Died: February 22, 1995
Bob Trent, along with myself, Jim Cole, Barry Gradman, Jon Lovell and several others, slogged together through the English Major at Williams, which included the erratic teaching and grading of Logan, the nervous yet arrogant ineptitude of young professors whose names I don’t want to remember, the savage brilliance of Samuels and Hunt, the genteel guidance of Gifford and Stocking and the warm, humor-filled lectures of Larry Graver. We were all friends in the sense of teammates, or platoon buddies, suffering what we later learned was a department as chaotic and divided as we were in our own lives.
Like many college friends, Bob and I never saw each other after graduation. However, many years later I found myself sitting in my gallery’s office in New York with a new edition of the Alumni Directory. I looked in the location index and scanned the many names of alums in the city, stopping on Bob’s. That afternoon I wrote him a short note suggesting we get together for lunch sometime. In a few weeks, I received his reply, many pages in his characteristic scrawl, which, like his thinking process, rambled all over the place.

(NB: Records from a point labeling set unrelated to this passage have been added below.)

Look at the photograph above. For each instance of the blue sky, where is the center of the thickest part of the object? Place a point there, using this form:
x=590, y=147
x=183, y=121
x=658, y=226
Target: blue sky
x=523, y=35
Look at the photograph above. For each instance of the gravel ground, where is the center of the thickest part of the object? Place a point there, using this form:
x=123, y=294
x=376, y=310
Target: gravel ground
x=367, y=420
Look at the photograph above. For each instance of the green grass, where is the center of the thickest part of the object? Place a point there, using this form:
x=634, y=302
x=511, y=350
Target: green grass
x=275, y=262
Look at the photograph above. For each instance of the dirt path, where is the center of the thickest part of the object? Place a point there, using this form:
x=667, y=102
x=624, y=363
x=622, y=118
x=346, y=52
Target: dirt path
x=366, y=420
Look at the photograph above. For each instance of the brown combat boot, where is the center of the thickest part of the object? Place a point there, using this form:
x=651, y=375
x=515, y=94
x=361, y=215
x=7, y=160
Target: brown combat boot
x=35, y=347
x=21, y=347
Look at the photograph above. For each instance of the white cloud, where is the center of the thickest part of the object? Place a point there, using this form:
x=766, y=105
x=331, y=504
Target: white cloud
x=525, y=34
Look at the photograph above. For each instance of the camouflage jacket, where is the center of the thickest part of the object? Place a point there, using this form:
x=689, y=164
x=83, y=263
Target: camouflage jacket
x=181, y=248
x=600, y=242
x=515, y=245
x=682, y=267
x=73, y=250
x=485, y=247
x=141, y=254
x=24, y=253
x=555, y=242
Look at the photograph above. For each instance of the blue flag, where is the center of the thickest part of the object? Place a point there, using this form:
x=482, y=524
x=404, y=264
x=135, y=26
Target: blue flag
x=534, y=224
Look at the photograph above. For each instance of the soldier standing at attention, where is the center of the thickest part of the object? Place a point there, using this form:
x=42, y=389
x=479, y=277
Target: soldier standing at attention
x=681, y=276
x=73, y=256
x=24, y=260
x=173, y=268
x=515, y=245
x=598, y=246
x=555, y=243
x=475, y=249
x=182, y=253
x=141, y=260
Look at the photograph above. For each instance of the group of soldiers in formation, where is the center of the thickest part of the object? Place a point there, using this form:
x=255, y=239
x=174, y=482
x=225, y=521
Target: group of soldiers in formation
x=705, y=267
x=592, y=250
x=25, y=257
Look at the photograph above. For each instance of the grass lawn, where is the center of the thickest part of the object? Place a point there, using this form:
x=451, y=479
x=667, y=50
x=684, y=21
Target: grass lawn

The letter was a condensed auto-biography, starting in the summer of ’67 and ending in the present. Funny, self-wounding, and frank, he shared with me the pain of his brief love affair with a star of the class of ’68, his infatuation with a young porn star in Hollywood, his struggle to write gay fiction, and he ended with the chilling warning that he was not ready to let me see him in his present condition. Always a little naive and behind the curve, I didn’t know exactly what he meant, but some months later I read his obituary, and finally figured it out. I regret that I didn’t dismiss his warning and persevere in seeing him. It would have done us both good to say goodbye. Now, when I learn of a colleague’s or friends illness, I don’t hesitate, and so was lucky enough to exchange some thoughts with Kirk Varnedoe before he too left us.